United States v. Flaherty. Part 2 of 10: In A Nut Shell

2015 08 21_3000Behind the scenes: It appears that after Attorney Flaherty called the victim in an attempt to settle the suit the victim went to the police. I assume he alleged that Flaherty was trying to bribe him from going forward with the case. He ended up on December 22, 2014, dealing with the state police who were assigned to the unit of state police in the district attorney’s office in Middlesex County. It is common for each district attorney’s office to have a state police unit assigned to it. In my day they were called CPAC units. They were mainly used to investigate homicides, do organize crime and some drug cases, and appropriate other tasks in conjunction with the state prosecutors with whom they work on a daily basis.

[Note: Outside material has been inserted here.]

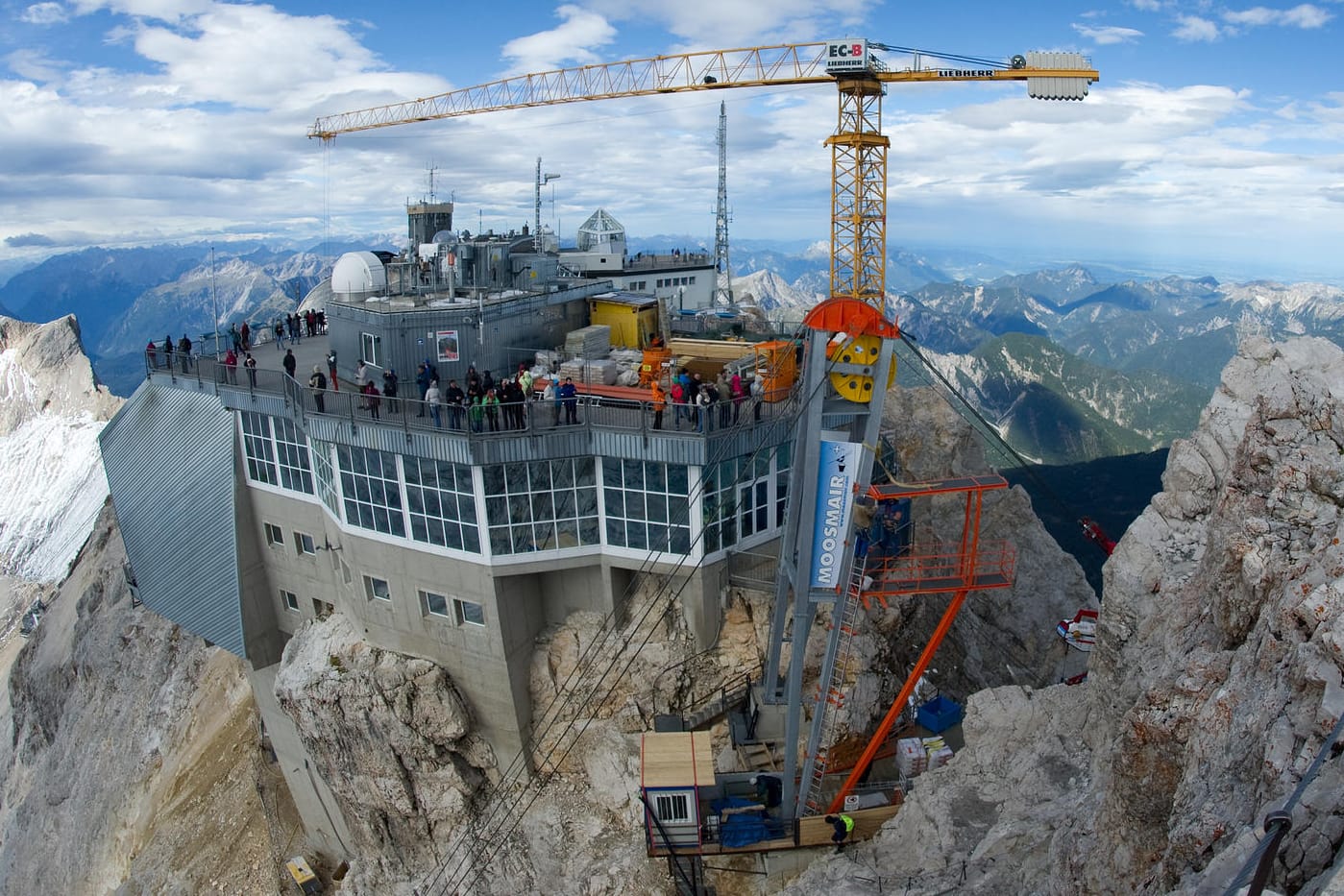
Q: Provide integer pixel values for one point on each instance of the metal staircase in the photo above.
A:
(834, 684)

After the incident occurred as noted the old man was placed under arrest. He was charged with assault and battery, assault and battery with a dangerous weapon (the victim alleged when he had his wrist he pulled away thus using the car in the assault), impersonating a police officer (the victim said he told him he was a Cambridge cop), assault and battery with intent to intimidate (Massachusetts hate crime statute) and several motor vehicle offenses.

The state police took the case believing that Flaherty was doing something wrong in offering the settlement. (It is not known if they knew of the law about accord and satisfaction.) They assumed Flaherty was trying to bribe or intimidate the victim. They were not investigating anything to do with the “hate crime” incident.

They worked with the victim over the next two days having him call Flaherty about the payment Flaherty offered to make. It is not known whether these calls were recorded or not. The meeting took place as mentioned.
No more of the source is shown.